At the "climber", the net force is directed towards Earth, but smaller than normal gravity. At the center of mass/geosynchronous point, the net force is zero and you are weightless, and at the counterweight, you'd be flung outwards.

42 Name: Sling!XD/uSlingU : 2007-11-08 20:39 ID:KWvuOFZr

>>40>>41 Yes, that I understood. But the Gundam elevator stops at 10,000km, I haven't seen any anchor in the anime (unless they consider the array of solar panels around the top tower to be the weight). The only way I can see to get it to stay up there at 10k km is by using rockets.
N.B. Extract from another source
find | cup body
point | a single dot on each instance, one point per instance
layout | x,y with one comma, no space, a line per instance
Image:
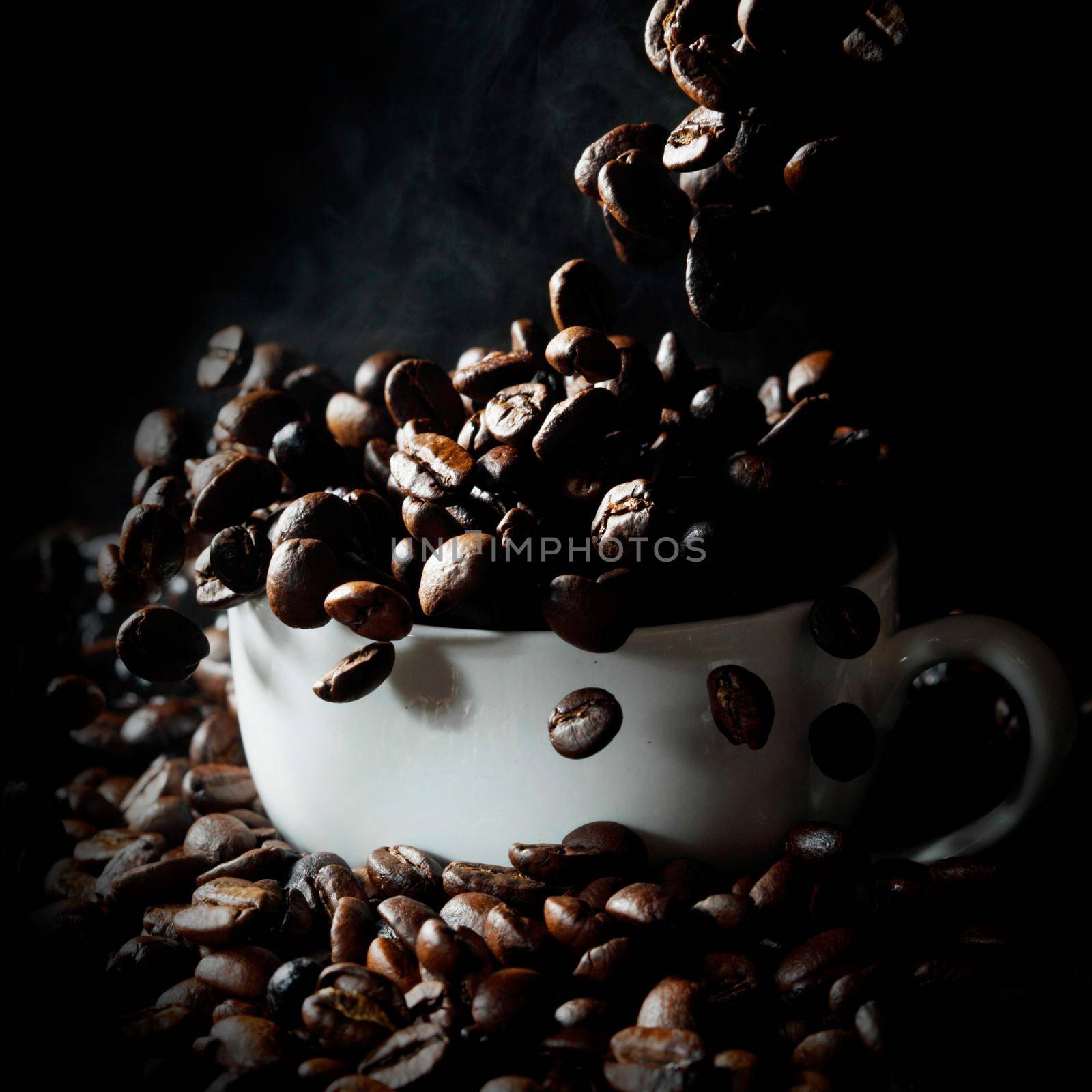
452,753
Maybe diverting some of the solar energy to create compressed gas to push it up.

43 Name: Sling!XD/uSlingU : 2007-11-08 21:15 ID:KWvuOFZr

Ah, 'found this:
"In Menclave's subs they say that some sort of magnetic fluid that circulates around the station helps keep it in orbit"
http://www.darkmirage.com/2007/11/04/gundam-00-episode-5/

44 Name: Random Anime Otaku : 2007-11-09 14:16 ID:Heaven

Oh, if it stops at 10000km, that is pretty strange.

Seems a stupid decision to make. You could get a lot of milage out of a realistic design in a war show like Gundam, because you'd have a weak point that needs to be defended, namely the counterweight.

45 Name: Sling!XD/uSlingU : 2007-11-09 16:31 ID:KWvuOFZr

The whole orbital tower concept doesn't make sense. The idea in Gundam00 is that the fossil fuels are gone so the world turned to solar power from space. The superpowers made three(!) orbital towers, and are now controlling the world energy. Those towers reportedly use microwaves to beam down the electricity... why even bother to build a tower? Just beam down the energy directly using those microwaves and a station on the ground to collect. As added war "bonus" they could even fry away their enemies by diverting the beam elsewhere once in a while.

46 Name: Random Anime Otaku : 2007-11-14 11:02 ID:9HcqOAbA

Space elevators are silly, You could probably build a large space station (Don't even need that if you've got a low gravity moon) and a giant railgun on a mountain for 10% of the cost and materials required for one.

A lot of useful stuff here:
http://www.projectrho.com/rocket/

47 Name: Random Anime Otaku : 2007-11-14 12:47 ID:9HcqOAbA

Oh, And as to the visibility of lasers, I got to see one of the Tactical High-Energy Lasers the US Military is working on tested a couple years back, I didn't note any visible light but when we watched the videos in either IR or NV (I forget witch), We did see beam of light show up and hit the rocket.

48 Name: Random Anime Otaku : 2007-11-14 21:59 ID:Heaven

>>46 It's probably also safer. Cut off the counterweight for the elevator and that's a whole lotta spaghetti wrapping itself around the Earth.

49 Name: Random Anime Otaku : 2007-11-15 23:57 ID:Heaven

>>48

It is generally estimated the cable would burn up when hitting the atmosphere.

50 Name: Random Anime Otaku : 2007-11-19 18:31 ID:Heaven

>>49
A burning spaguetti wrapping itself around the earth. Now that's a creepy mental image =)

51 Name: Random Anime Otaku : 2007-11-20 00:39 ID:Heaven

>>45
There was a similar idea in a Ben Bova book I read a while back called Mercury, IIRC it has something to do with solar wind hitting the ionosphere and generating static electricity.

52 Name: Random Anime Otaku : 2007-12-11 19:01 ID:o59EiwEi

You would hear anything that is touching the camera, and nothing that isn't. Therefore indoor views are bettar.